1) Adrenocortical adenoma
2) Bartter's syndrome
3) Liddle's syndrome
4) Liquorice ingestion
5) Pheochromocytoma
Answers-1
This patient is most likely to have Conn's syndrome as reflected by the hypokalaemic hypertension. Liquorice ingestion or Liddle's syndrome are again possible causes of hypokalaemic hypertension but the question asks for the most likely cause. This is Conn's and is most often caused by an adrenocortical adenoma. Aldosterone promotes active sodium transport and excretion of potassium in the renal tubules (and also sweat glands, salivary glands and colon).
"Clinically, [Primary hyperaldosteronism] Conn's syndrome is characterized by hypertension (often diastolic hypertension), muscular weakness, paresthesias,
headache, polyuria, and polydipsia."

29- Phenytoin:
1) is a benzalkonium Derivative
2) is clinically effective serum level is in the range on 2-10 micrograms/ml.
3) A steady state blood level is achieved by 2-5 days
4) Can be used in management of alchohol withdrawl syndrome
5) Is the drug of choice in absence seizures.
Answers-4
Phenytoin is an imidazolidine derivative.It relates to barbiturates in chemical structure. Clinically effective seum level is in the range on 10-20 micrograms/ml. A
steady state blood level is achieved by 7-10 days.
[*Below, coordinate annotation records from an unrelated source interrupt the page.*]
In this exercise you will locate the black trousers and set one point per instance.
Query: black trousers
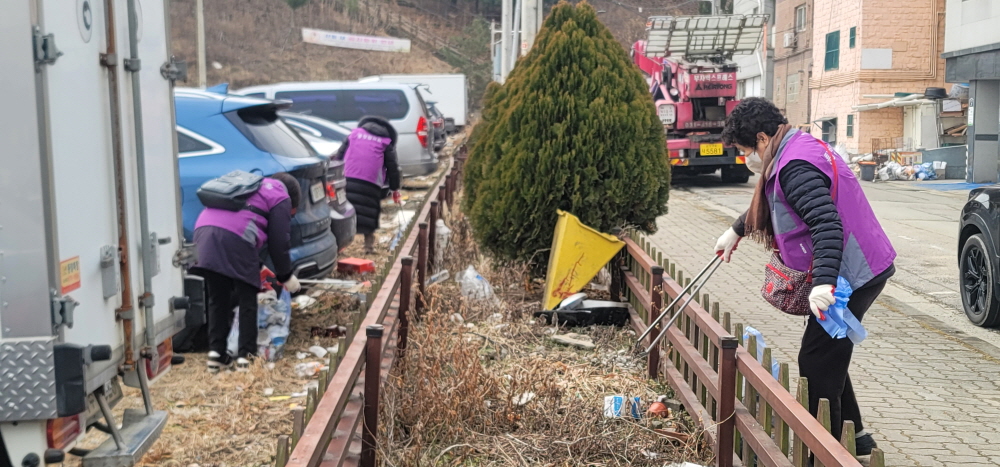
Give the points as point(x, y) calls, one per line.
point(825, 360)
point(224, 294)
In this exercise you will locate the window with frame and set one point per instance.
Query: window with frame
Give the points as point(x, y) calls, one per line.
point(830, 131)
point(792, 88)
point(800, 18)
point(831, 60)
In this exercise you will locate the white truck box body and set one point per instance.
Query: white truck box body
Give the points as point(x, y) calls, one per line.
point(58, 202)
point(449, 91)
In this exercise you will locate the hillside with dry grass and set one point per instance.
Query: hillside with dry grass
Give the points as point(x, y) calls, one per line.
point(260, 41)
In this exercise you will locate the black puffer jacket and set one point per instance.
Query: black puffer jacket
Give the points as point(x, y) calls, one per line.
point(807, 190)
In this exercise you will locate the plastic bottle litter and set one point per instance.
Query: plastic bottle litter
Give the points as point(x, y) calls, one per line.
point(439, 277)
point(473, 285)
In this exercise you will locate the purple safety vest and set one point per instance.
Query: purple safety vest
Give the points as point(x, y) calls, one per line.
point(867, 250)
point(365, 156)
point(249, 226)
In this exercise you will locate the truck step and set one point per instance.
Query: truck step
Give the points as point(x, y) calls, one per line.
point(139, 432)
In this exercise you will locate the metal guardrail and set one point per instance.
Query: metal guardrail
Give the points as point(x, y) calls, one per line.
point(749, 417)
point(339, 425)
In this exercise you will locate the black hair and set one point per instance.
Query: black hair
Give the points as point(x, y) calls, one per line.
point(291, 186)
point(751, 116)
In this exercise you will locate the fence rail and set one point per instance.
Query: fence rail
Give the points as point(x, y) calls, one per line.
point(338, 426)
point(748, 415)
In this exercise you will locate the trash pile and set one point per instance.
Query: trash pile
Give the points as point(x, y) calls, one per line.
point(926, 171)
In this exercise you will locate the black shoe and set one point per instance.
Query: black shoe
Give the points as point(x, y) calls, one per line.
point(217, 362)
point(865, 444)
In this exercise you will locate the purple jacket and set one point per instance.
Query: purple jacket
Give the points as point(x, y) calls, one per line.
point(369, 153)
point(230, 242)
point(867, 250)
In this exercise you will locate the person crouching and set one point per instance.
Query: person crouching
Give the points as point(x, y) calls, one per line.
point(369, 156)
point(229, 246)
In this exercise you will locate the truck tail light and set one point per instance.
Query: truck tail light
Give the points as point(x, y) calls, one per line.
point(164, 353)
point(422, 131)
point(667, 113)
point(61, 432)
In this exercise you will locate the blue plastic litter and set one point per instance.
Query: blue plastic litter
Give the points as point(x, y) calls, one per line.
point(840, 322)
point(750, 331)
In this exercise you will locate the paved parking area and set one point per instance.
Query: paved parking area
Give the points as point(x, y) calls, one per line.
point(927, 382)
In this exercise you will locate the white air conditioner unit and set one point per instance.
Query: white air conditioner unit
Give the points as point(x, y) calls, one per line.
point(791, 40)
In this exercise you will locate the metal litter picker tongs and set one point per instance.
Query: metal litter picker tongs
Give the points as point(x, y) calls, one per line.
point(710, 269)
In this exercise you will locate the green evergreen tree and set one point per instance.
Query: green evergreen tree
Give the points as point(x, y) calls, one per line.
point(573, 128)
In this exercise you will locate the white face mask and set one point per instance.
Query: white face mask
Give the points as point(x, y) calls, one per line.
point(754, 163)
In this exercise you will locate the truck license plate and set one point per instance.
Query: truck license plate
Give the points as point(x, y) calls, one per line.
point(711, 149)
point(317, 192)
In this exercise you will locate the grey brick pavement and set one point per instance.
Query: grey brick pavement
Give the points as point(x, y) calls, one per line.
point(928, 397)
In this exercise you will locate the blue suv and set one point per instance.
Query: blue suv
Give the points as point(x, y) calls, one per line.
point(218, 133)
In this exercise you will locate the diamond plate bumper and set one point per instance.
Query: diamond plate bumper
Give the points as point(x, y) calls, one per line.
point(27, 380)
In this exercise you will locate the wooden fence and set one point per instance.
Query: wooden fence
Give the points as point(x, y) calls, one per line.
point(749, 416)
point(338, 425)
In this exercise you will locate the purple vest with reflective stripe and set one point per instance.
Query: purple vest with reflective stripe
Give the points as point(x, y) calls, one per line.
point(249, 226)
point(365, 156)
point(867, 250)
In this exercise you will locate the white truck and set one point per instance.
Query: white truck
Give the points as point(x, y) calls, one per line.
point(92, 281)
point(448, 91)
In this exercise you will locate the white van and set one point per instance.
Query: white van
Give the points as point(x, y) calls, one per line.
point(345, 102)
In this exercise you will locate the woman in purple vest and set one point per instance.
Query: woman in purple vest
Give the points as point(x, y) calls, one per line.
point(229, 245)
point(369, 156)
point(817, 225)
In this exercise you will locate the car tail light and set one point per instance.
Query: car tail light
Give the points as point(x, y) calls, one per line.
point(422, 131)
point(61, 432)
point(164, 353)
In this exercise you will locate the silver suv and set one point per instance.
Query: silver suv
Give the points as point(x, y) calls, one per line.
point(345, 102)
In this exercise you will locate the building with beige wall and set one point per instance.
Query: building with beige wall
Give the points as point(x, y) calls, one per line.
point(793, 58)
point(863, 53)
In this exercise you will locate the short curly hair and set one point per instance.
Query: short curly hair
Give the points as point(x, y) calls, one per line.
point(751, 116)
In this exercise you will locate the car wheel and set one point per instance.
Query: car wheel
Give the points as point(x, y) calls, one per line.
point(977, 284)
point(735, 174)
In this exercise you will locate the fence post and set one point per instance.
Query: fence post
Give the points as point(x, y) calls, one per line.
point(421, 268)
point(405, 283)
point(726, 417)
point(281, 459)
point(447, 190)
point(656, 292)
point(431, 232)
point(373, 379)
point(614, 267)
point(441, 195)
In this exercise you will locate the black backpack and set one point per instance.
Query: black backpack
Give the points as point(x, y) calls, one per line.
point(231, 192)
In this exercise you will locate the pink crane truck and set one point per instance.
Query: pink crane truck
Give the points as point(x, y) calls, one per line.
point(688, 62)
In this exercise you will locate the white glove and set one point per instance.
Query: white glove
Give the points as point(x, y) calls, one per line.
point(820, 300)
point(726, 244)
point(292, 284)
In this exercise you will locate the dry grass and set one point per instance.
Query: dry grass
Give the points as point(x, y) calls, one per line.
point(456, 398)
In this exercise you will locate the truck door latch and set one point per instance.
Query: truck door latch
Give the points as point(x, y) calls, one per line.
point(46, 52)
point(62, 310)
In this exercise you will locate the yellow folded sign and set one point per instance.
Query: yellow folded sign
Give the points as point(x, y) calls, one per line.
point(578, 254)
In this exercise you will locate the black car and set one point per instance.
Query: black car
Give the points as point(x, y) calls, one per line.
point(978, 266)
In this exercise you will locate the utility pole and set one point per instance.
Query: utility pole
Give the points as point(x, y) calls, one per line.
point(530, 23)
point(202, 69)
point(505, 24)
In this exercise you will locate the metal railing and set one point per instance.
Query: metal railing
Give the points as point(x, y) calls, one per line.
point(749, 417)
point(339, 425)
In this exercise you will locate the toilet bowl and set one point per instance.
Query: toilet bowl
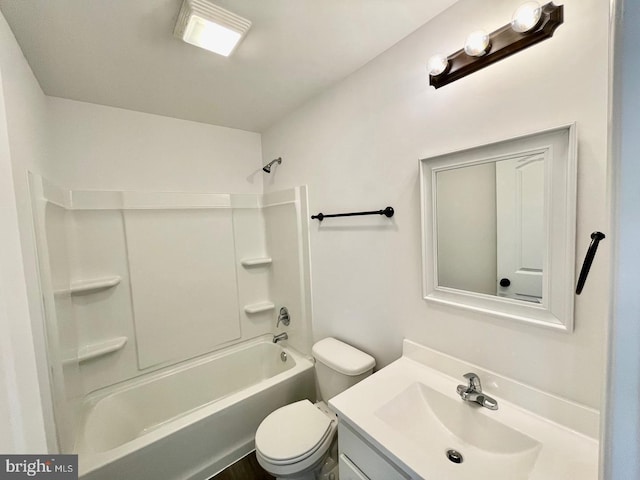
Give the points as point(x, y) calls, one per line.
point(296, 441)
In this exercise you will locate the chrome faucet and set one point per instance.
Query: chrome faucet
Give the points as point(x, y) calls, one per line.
point(280, 336)
point(473, 392)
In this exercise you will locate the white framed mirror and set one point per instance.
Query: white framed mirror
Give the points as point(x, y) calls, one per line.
point(498, 228)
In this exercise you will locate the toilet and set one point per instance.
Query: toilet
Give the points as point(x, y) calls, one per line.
point(299, 441)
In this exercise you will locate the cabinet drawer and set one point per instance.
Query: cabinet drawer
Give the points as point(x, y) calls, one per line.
point(368, 461)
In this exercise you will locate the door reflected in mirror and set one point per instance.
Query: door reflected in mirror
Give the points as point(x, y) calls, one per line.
point(500, 205)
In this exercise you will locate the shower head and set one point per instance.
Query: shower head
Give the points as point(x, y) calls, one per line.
point(267, 167)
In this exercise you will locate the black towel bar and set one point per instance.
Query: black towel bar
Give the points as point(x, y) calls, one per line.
point(388, 212)
point(588, 260)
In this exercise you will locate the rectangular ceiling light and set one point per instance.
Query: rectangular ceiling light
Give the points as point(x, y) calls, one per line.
point(208, 26)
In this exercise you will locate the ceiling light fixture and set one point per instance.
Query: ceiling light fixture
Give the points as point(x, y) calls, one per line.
point(208, 26)
point(530, 24)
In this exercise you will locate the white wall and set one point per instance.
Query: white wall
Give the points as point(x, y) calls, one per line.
point(23, 148)
point(357, 147)
point(104, 148)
30 -Which of the following techniques would be most useful in the differential diagnosis between ectopic Cushing's syndrome and pituitary dependent Cushing's disease.
1) Urine free cortisol
2) High dose Dexamethasone suppression test
3) ACTH concentrations
4) Inferior petrosal sinus sampling
5) CRF test
Answers-4
Inferior petrosal sinus sampling with an elevated central ACTH concentration compared with the peripheral value is the most valuable test in the differential
diagnosis of either Cushing's disease or ectopic Cushing's syndrome. The other tests are far less useful in comparison.